Several areas of the bills contain repairs for the damage of the drug war and empower drug users. Here are a few ways Minnesota is returning the rights of Minnesotans and attempting to set a new standard for rolling out legalization:

  1. Allowing Home Grow Operations  —  We wouldn’t call it “weed” if it wasn’t easy to grow. While perfecting high-potency cannabis can take precision, almost anyone can grow their own marijuana for a fraction of the price at a dispensary. With the rise of autoflower options, which make growing easier than ever, there’s no reason to restrict people from growing their weed.
  2. Protecting the Right to Operate  —  Several early adopters of legalization let jurisdictions decide if they would allow dispensaries. The result was pockets of clandestine markets within the legal framework to make up for the gaps. Not giving cities the right to opt out of having cannabis dispensaries takes more power away from illegal operations.
  3. Right to Transfer  —  Language in the proposed legislation would allow for the “gifting” of up to 2 oz of cannabis. Doing this enables people growing their own cannabis to do so for others as well, as long as they don’t ask for money. Some work around this by charging for their “services” and other semantic differences, but this helps remove low-level producers from the legal hit list.
  4. Low Taxes  —  With a tax rate of just 8%, Minnesota is set to become one of the most cannabis-friendly states in the country. High price tags only serve to feed illegal sales of cannabis, so this helps to ensure people make the switch to legal sales.
  5. Preference to Marginalized Communities  —  Residents of neighborhoods with a low average income and veterans who received a dishonorable discharge due to cannabis offenses would get preference on licenses.

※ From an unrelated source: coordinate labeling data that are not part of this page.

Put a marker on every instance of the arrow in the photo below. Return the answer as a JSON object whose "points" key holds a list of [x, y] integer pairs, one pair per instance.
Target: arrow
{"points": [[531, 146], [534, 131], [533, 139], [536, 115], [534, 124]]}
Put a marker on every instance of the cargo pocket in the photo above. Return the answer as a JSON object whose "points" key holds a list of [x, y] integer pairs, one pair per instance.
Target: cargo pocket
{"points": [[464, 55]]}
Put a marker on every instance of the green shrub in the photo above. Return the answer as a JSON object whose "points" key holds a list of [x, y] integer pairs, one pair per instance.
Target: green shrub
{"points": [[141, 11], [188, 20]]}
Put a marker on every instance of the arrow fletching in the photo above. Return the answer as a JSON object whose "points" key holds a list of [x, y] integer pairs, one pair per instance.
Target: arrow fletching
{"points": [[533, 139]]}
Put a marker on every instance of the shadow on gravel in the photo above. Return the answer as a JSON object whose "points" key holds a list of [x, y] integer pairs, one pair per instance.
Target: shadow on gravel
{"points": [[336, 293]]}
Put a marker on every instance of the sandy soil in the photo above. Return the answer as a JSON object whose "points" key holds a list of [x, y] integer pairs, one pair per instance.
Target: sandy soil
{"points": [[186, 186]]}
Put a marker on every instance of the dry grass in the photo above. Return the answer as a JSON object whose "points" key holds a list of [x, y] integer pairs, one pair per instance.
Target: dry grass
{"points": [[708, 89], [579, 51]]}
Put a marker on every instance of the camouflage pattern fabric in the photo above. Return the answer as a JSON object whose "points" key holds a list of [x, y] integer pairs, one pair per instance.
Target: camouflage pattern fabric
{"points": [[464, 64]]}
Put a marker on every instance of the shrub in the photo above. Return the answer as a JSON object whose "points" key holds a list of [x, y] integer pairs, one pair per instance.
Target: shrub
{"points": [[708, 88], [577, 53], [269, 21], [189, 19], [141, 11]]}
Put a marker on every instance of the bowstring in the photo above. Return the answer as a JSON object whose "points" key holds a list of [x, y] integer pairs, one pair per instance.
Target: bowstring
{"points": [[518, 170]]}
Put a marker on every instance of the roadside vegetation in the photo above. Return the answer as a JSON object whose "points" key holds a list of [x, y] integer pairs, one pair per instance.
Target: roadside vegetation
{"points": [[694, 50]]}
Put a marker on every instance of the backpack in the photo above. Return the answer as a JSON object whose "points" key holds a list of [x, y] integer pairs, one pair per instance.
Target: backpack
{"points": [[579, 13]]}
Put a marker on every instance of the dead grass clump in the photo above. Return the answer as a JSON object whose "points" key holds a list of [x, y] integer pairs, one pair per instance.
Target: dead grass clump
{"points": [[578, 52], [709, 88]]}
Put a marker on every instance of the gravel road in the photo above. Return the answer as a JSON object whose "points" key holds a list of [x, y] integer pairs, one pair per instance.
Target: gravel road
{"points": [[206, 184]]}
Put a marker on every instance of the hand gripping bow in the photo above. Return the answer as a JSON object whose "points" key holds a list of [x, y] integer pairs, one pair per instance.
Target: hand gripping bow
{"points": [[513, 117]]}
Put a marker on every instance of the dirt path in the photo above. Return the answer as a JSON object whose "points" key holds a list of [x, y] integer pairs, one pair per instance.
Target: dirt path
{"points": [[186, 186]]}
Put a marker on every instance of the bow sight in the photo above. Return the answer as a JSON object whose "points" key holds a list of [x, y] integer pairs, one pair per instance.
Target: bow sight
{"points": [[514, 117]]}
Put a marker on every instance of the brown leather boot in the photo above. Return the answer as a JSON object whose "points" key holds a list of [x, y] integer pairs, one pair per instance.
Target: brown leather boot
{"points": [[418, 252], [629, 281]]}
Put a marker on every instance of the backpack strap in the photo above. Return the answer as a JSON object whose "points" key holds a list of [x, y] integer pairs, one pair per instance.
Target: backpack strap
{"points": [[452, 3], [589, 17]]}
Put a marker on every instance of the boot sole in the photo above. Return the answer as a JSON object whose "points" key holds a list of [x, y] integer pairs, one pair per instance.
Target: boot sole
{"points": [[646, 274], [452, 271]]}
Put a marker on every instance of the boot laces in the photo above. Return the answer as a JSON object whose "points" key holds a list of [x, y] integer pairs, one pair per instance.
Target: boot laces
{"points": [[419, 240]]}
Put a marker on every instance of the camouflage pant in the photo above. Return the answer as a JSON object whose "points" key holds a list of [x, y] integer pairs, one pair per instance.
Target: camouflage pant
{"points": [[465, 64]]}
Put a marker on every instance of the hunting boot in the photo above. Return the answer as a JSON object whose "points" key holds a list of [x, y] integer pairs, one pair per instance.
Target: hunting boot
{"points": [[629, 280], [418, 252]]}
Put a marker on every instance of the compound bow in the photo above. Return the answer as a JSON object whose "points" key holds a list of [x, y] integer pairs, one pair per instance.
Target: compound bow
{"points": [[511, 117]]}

Final Thoughts: How Likely is Legalization in Minnesota this Year?

Things can shift quickly, but as it currently stands, Minnesota will likely legalize adult-use marijuana this year. With a democratically-led House and Senate and a cannabis-forward, democratic governor, the wheels are quickly in motion.

Hopefully, Minnesota can become a poster child for marijuana reform in America. They have plans to create a committee requiring diverse representation to ensure this becomes the case.

It’s unclear how quickly things can move at this rate, but the budget proposal makes it seem likely they’re gunning for this year. Frankly, anything happening later than yesterday is already longer than we should have waited.

Polling fairgoers in the state, the Minnesota House recently discovered 65% of the population supports recreational legalization. If Representatives exist to represent their constituents, now is the time for a change.

Hopefully, we’ll see that change soon.